Protochordaten van hun kant hebben mogelijk geen C4a en C5a, dus wordt aangenomen dat de klassieke complementactiveringsroute, die C4a produceert en de lytische route, die C5a genereert, afwezig zijn bij deze dieren.
Gnathostomous-vissen bezitten echter alle bekende complementactiveringsroutes, en C3-, C4- en C5-moleculen zijn geïdentificeerd uit verschillende vissoorten. Interessant is dat vissen meerdere isovormen hebben van verschillende complementcomponenten, waaronder C3, C2 / Bf, C4 en C5.

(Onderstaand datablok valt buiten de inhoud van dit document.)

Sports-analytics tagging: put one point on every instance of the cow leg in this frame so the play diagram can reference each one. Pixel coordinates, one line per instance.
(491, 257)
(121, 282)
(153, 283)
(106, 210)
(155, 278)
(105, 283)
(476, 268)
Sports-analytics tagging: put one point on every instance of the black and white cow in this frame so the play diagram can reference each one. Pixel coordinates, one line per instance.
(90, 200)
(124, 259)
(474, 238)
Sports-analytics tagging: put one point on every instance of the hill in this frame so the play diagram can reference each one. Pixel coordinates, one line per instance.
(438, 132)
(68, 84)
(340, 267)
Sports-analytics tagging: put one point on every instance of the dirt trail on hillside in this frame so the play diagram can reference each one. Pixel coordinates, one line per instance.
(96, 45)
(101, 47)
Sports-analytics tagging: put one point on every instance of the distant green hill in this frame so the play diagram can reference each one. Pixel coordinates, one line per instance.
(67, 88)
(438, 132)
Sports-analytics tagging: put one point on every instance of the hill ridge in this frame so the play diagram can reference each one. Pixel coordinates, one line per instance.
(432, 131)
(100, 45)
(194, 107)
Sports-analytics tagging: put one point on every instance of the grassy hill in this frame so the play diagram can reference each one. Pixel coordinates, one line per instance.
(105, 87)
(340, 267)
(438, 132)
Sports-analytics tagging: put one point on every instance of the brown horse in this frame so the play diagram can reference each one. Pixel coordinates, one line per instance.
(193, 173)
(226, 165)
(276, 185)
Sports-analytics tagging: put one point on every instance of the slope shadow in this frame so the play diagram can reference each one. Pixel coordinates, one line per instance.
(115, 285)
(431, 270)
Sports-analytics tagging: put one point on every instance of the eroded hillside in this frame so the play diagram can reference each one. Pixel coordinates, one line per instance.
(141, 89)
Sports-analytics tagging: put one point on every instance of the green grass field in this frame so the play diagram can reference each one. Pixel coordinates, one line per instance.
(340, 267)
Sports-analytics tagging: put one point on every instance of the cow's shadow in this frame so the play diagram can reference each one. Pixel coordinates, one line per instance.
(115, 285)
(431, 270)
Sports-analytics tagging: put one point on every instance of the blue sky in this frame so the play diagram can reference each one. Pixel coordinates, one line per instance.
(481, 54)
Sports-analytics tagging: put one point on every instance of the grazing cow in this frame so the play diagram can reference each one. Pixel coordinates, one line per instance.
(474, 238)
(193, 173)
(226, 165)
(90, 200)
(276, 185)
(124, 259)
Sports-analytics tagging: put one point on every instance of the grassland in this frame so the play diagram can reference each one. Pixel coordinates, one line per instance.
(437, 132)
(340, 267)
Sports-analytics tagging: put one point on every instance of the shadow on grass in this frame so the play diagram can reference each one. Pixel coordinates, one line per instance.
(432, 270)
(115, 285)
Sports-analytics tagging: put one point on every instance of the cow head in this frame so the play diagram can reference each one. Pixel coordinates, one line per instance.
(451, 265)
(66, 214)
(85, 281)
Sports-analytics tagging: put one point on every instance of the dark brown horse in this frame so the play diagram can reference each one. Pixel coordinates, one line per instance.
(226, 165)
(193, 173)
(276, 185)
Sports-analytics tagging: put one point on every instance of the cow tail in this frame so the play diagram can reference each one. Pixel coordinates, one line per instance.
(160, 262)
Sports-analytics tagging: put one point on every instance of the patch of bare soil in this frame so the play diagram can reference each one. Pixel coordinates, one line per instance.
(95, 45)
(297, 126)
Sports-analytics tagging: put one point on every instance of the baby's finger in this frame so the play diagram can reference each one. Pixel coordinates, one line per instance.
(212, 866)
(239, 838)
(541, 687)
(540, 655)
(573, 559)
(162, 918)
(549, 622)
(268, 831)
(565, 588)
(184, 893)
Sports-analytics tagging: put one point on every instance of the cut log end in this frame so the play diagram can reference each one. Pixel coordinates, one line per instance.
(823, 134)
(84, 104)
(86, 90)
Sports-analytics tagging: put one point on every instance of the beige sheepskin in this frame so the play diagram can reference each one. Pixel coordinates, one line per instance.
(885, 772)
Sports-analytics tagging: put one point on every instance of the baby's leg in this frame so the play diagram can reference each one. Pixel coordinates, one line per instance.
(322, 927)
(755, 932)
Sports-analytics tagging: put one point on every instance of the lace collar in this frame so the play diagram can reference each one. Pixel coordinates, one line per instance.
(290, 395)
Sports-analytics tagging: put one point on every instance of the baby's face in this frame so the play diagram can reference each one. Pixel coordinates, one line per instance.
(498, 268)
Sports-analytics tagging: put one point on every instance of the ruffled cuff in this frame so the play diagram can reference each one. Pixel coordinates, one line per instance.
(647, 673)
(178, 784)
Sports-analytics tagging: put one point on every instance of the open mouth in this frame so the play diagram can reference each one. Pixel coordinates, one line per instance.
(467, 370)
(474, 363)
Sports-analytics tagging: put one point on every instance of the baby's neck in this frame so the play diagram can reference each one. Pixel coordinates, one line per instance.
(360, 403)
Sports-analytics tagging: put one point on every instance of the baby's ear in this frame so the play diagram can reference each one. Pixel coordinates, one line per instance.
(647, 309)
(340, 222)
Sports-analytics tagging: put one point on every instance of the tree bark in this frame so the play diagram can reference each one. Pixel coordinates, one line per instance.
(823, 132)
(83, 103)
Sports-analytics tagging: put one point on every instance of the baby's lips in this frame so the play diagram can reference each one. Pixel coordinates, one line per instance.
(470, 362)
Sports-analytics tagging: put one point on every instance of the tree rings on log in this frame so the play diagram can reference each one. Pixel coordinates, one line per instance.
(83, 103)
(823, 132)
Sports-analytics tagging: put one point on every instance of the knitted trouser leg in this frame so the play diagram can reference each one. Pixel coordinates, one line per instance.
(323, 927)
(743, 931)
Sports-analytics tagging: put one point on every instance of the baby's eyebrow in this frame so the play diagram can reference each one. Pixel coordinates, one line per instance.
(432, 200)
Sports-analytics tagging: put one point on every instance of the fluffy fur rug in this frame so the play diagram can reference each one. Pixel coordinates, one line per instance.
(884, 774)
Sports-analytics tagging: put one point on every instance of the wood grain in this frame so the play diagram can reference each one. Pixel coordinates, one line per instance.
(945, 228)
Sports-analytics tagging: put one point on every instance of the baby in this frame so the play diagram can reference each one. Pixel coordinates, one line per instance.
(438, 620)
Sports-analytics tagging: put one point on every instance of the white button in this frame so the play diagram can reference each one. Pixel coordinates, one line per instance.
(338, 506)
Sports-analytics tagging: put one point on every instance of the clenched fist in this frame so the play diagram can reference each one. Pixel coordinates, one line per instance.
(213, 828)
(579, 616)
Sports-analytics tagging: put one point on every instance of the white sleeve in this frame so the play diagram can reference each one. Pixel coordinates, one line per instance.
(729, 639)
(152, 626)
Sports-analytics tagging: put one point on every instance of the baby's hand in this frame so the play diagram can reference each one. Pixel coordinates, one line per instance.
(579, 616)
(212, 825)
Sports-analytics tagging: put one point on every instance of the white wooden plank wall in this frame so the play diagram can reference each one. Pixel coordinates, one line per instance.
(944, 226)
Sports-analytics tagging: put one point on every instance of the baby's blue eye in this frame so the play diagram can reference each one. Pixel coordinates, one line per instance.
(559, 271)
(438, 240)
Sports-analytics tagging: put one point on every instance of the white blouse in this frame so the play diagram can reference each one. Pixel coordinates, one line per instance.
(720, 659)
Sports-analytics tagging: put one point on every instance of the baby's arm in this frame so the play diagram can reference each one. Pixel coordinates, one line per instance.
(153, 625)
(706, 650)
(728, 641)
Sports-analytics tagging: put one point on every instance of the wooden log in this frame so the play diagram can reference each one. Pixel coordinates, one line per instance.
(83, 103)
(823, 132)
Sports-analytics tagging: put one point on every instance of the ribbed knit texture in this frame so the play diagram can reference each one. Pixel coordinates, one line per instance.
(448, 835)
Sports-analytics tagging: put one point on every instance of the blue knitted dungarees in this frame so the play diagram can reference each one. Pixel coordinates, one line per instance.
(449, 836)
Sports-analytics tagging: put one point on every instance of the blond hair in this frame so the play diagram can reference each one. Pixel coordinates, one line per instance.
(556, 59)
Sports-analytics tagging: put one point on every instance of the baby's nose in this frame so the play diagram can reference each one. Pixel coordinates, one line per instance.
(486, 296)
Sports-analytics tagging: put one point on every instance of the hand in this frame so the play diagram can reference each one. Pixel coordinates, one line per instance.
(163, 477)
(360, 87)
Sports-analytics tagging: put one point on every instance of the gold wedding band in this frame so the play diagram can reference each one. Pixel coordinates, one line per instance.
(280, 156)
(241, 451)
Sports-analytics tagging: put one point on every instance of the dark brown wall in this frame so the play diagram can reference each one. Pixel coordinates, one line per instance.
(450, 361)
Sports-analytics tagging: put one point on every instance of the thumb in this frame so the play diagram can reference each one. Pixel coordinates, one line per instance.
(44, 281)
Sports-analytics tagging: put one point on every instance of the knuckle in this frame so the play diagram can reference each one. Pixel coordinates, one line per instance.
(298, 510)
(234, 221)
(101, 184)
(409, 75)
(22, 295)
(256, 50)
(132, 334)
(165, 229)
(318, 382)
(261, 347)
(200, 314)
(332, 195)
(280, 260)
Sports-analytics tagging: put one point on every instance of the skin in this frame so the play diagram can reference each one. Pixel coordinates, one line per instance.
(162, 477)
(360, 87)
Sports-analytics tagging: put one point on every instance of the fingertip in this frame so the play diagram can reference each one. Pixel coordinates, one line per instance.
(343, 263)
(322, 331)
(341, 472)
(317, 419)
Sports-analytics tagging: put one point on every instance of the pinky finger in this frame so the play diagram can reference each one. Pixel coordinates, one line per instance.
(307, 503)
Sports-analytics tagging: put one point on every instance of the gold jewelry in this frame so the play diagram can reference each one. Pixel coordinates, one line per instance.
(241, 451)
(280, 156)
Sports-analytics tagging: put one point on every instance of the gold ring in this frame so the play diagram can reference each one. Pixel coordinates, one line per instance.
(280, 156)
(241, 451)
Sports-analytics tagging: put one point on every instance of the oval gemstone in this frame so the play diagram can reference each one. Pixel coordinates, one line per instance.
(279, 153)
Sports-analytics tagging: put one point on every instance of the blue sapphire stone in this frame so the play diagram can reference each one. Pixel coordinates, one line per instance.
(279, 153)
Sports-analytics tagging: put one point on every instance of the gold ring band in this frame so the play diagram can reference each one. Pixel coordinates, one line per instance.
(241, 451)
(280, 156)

Hoewel verschillende functies zijn voorgesteld voor de C3-isovormen, moet nog worden vastgesteld of er verschillende receptoren zijn voor deze isovormen.
Referenties
- Van Yang. Anafylatoxinen. Handboek van biologisch actieve peptiden. Pp.625-630 http://dx.doi.org/10.1016/B978-0-12-385095-9.00085-3
- Gennaro R, Simonic T, Negri A, Mottola C, Secchi C, Ronchi S, Romeo D. C5a-fragment van rundercomplement. Zuivering, bioassays, aminozuursequentie en andere structurele onderzoeken. European Journal of Biochemistry. 1986; 155 (1): 77-86.
- Holland CH, Lambris JD. Functionele C5a-anafylatoxinereceptor in een teleoste soort. The Journal of Immunology. 2004; 172 (1): 349-355.
- Klos A, Tenner AJ, Johswich K, Ager R, Reis ES, Köhlc J. De rol van de anafylatoxinen bij gezondheid en ziekte. Moleculaire immunologie. 2009; 46 (14): 2753-2766.
- Ogata RT, Rosa PA, Zepf NE. Volgorde van het gen voor muriene complementcomponent C4. The Journal of Biological Chemistry. 1989, 264 (28): 16565-16572.
- Peng Q, Li K, Sacks SH, Zhou W. De rol van anafylatoxinen C3a en C5a bij het reguleren van aangeboren en adaptieve immuunresponsen. Ontstekings- en allergiedrugdoelen. 2009; 8 (3): 236-246.